# Vevor 8x16 Craptackular lathe



## thisoldmurphy (Mar 27, 2022)

Hi, I received an import lathe about a month ago that seems to have seen some rough times on the way to me. So rather than send it back in the whats left of the crate I got a discount from the seller.
So the lead screw is looks like a wet noodle and there is some damage to the ways right in the sweet spot, about 10 inches from the head stock.
So as I had planned to use it as a manual mill for a bit and then was going to convert it to cnc, I am just going to do it sooner than later.
I'm going to put ballscrews on it and add an encoder to the spindle. 

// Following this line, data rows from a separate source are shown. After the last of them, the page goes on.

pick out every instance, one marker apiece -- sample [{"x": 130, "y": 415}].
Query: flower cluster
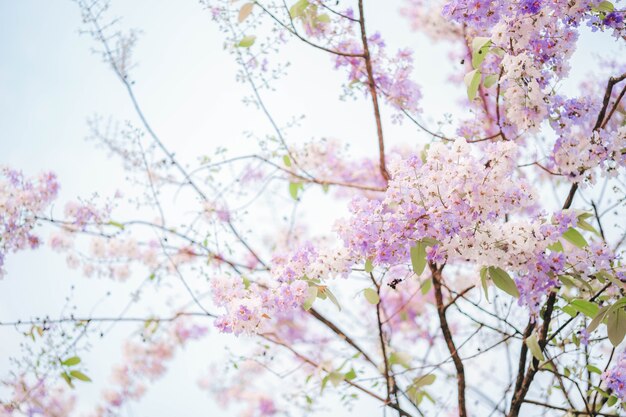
[
  {"x": 146, "y": 361},
  {"x": 21, "y": 201},
  {"x": 250, "y": 306},
  {"x": 37, "y": 399},
  {"x": 391, "y": 74},
  {"x": 452, "y": 196}
]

So my question is I was going to buy a new bed and I found a replacement kit at little machine shop part number 4270
as far as I can tell its the same bed, does anyone know anything about this?
I cant post links yet.
As far as I can tell they are all the same casting.


----------



## jmkasunich (Mar 27, 2022)

Usually (at least on non-craptacular machines) the saddle, tailstock, and headstock are scraped in to match that particular bed.  Changing the bed (even if it is a nominal "perfect match") means re-scraping everything.

How bad is the ding on the ways?  If you can carefully stone down any raised portion, the depressed portion will just be another oil pocket.  If you are concerned about the depressed portion letting swarf get past the way wipers it can be filled with JB weld or similar and then scraped down till flush or just below flush.


----------



## addertooth (Mar 27, 2022)

Dimensions and way type (prism/flat) will be your strongest indicator of a match.  Depending upon your location, having a shop re-grind your old ways may be a viable option as well.

If the Vevor is the equivalent (SC4) of the LMS 7500, consider getting the 20 inch ways to gain another 4 inches of length (LMS item 5104).  It is essentially the same price as the 16 inch ways.  The only increase might be shipping costs.  You will also need the lead screw for the 20 inch ways, which is item number 5097 at LMS.


----------



## cjtoombs (Mar 28, 2022)

jmkasunich said:


> Usually (at least on non-craptacular machines) the saddle, tailstock, and headstock are scraped in to match that particular bed.  Changing the bed (even if it is a nominal "perfect match") means re-scraping everything.
> 
> How bad is the ding on the ways?  If you can carefully stone down any raised portion, the depressed portion will just be another oil pocket.  If you are concerned about the depressed portion letting swarf get past the way wipers it can be filled with JB weld or similar and then scraped down till flush or just below flush.


There are no scraped ways on cheap chinese hobby lathes.  The worry for the is that production processes have changed from when yours was built.


----------